Preventing Model Collapse Under Overparametrization: Optimal Mixing Ratios for Interpolation Learning and Ridge Regression
This addresses the problem of model degradation in iterative training for researchers in machine learning, offering theoretical insights but is incremental as it extends known results to broader settings.
The paper tackles model collapse in overparameterized linear regression by deriving optimal mixing ratios of real and synthetic data to minimize long-term prediction error, showing that the optimal real-data proportion converges to the reciprocal of the golden ratio for interpolation and is at least one-half for ridge regression.

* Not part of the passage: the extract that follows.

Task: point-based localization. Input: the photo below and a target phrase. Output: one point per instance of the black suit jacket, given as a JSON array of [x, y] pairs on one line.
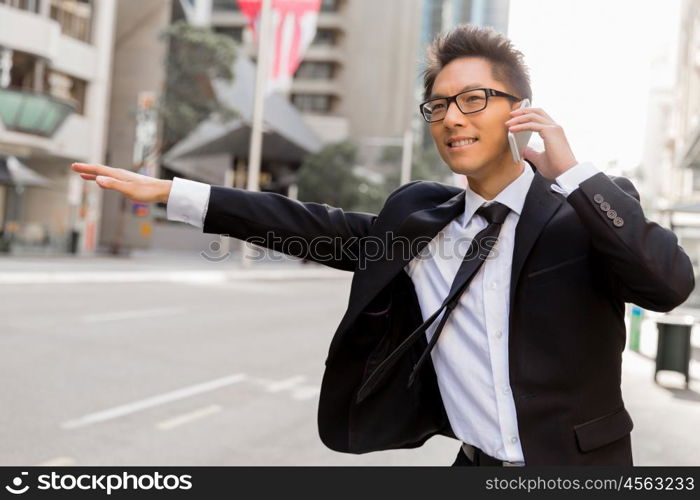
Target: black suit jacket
[[576, 262]]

Model collapse occurs when generative models degrade after repeatedly training on their own synthetic outputs. We study this effect in overparameterized linear regression in a setting where each iteration mixes fresh real labels with synthetic labels drawn from the model fitted in the previous iteration. We derive precise generalization error formulae for minimum-$\ell_2$-norm interpolation and ridge regression under this iterative scheme. Our analysis reveals intriguing properties of the optimal mixing weight that minimizes long-term prediction error and provably prevents model collapse. For instance, in the case of min-$\ell_2$-norm interpolation, we establish that the optimal real-data proportion converges to the reciprocal of the golden ratio for fairly general classes of covariate distributions. Previously, this property was known only for ordinary least squares, and additionally in low dimensions. For ridge regression, we further analyze two popular model classes -- the random-effects model and the spiked covariance model -- demonstrating how spectral geometry governs optimal weighting. In both cases, as well as for isotropic features, we uncover that the optimal mixing ratio should be at least one-half, reflecting the necessity of favoring real-data over synthetic. We validate our theoretical results with extensive simulations.